Brotó una risa que se cortó en seco. La puerta de la sala se abrió con estruendo, y Momo reapareció, loco de excitación y de alegría, gritando y bailando ahí mismo, con los brazos levantados:

– Y abobo ! Y abobo ! -vociferó.

Aunque ahora yo fuera al menos tan experto como su madre en lenguaje Momo, no lo comprendí. Miré a la Menou, tampoco lo comprendía. En lenguaje Momo, "me duele" se decía "muele" y por otra parte su júbilo excluía toda idea de caída o lastimadura.

– Bobo ? -dijo por fin la Menou levantándose-. ¿Qué quiere decir eso? ¿Bobo ?

– Bobo, oneieu ! -gritó Momo dando saltitos, furioso, como indignado de que no entendieran mejor sus palabras.

– Vamos, Momo -dije yo levantándome a mi vez y avanzando hacia él- ¡explícate! ¿Qué quiere decir, bobo ?

– ¡Bobo ! -vociferó Momo, como si el volumen de sonido pudiera ayudar a nuestra comprensión. Mitad por excitación, mitad por despecho de no hacerse entender, pegaba unos grititos roncos, pataleaba, con lágrimas en los ojos y baba en los labios. Nos miramos. Aun teniendo en cuenta su acostumbrada excitabilidad, estábamos un poco asombrados de su frenesí.

– ¡Bobo ! -vociferó otra vez. Y levantando de golpe sus brazos horizontalmente, los agitó de arriba abajo como si volara.

– ¿Cuervo? -dije por si acaso.

– Oué ! Oué ! -dijo Momo, y con el rostro iluminado de gratitud, gritó: Chenlil Emamouel ! Chenlil Emamouel ! (¡Gentil Emanuel!), y con toda seguridad me hubiera abrazado si no lo hubiera mantenido a distancia con todo el largo de mi brazo.

– ¿Vamos, Momo, estás seguro? ¿Hay un cuervo en Malevil?

– Oué ! Oué !

Nos miramos, completamente incrédulos. Desde el día del acontecimiento, los pájaros se habían callado para siempre.

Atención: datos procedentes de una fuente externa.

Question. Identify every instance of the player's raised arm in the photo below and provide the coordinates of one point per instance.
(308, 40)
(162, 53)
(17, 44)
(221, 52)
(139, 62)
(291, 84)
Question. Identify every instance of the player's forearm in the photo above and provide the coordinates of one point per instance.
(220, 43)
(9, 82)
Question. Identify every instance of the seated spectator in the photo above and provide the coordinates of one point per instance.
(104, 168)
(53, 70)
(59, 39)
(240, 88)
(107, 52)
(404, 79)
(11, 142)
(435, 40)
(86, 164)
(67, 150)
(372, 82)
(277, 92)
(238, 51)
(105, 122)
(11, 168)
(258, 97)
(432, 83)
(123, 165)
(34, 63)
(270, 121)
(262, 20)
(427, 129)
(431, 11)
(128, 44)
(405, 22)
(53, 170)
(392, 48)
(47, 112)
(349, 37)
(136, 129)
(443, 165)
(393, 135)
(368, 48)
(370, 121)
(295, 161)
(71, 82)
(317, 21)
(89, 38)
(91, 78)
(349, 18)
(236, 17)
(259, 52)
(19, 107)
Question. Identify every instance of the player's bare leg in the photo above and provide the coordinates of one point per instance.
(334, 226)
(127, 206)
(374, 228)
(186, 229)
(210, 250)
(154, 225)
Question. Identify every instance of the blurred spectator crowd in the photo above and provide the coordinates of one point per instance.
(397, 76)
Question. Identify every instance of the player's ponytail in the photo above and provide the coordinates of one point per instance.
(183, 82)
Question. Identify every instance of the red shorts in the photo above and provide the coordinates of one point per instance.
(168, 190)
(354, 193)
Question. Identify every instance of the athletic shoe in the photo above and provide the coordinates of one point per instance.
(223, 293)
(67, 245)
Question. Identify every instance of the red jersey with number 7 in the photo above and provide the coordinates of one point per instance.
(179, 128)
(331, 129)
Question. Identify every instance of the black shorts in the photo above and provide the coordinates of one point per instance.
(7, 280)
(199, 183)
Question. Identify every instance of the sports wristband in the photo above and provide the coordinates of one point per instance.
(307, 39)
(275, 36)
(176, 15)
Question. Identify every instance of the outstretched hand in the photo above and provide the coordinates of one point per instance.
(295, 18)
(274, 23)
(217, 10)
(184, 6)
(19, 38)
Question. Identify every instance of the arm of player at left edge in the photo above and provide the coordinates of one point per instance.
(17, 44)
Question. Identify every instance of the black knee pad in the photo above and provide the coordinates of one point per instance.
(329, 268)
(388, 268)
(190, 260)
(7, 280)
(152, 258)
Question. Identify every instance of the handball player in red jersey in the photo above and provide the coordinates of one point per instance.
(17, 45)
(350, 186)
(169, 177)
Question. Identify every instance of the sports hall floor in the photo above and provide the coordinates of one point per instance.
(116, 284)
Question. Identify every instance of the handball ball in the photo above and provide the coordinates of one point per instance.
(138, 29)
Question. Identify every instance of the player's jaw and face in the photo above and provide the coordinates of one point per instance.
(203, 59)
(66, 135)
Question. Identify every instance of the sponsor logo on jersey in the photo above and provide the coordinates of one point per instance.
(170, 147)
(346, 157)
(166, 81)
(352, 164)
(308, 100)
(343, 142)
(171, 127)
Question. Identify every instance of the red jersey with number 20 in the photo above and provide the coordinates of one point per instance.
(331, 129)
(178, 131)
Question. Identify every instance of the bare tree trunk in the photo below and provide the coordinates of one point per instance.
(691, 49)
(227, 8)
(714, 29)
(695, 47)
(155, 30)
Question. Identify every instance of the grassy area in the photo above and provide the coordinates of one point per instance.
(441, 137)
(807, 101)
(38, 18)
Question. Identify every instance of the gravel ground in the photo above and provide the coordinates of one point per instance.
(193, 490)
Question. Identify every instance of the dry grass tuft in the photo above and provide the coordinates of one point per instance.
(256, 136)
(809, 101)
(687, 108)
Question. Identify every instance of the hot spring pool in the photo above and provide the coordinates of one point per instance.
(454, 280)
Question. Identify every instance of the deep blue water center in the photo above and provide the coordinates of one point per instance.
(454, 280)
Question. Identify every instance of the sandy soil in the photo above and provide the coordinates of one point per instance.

– Iens ! Iens ! -gritó Momo tirándome del brazo que lo mantenía a distancia. Soltó la presa y en seguida se puso a correr, con los pies al ras del suelo. Lo seguí, precedido por el ruido de sus zapatones claveteados sobre las baldosas, y a mi vez seguido por todos los compañeros, incluso Menou, y menos distanciada de lo que se hubiera podido pensar, de lo que me di cuenta al llegar al primer recinto.

Vi a Momo inmovilizarse sobre el puente levadizo. Me detuve. Ahí estaba, apenas a veinte metros, frente a La Maternidad, para nada flaco ni herido, con su plumaje negro azulado brillando de salud, dando saltitos con pesadez, y con su grueso pico recogiendo un grano aquí y allá. Al vernos, se inmovilizó poniéndose de perfil para escrutarnos con su ojito negro y vigilante, se enderezó, pero sin conseguir borrar la curvatura de su lomo, de suerte que tenía el aspecto de un viejito encorvado, con las manos a la espalda, la cabeza un poco de lado, con aire tranquilo y circunspecto. Ninguno de nosotros se movía y esta misma inmovilidad debió asustarlo, porque desplegó sus anchas alas azul oscuro y voló rasando el suelo lanzando un único "craa", luego tomando poco a poco altura, aterrizó sobre el techo del castillete de entrada y se escondió detrás de la chimenea de donde emergieron al cabo de un segundo su grueso pico curvo y su ojo sagaz fijo sobre nuestro grupo.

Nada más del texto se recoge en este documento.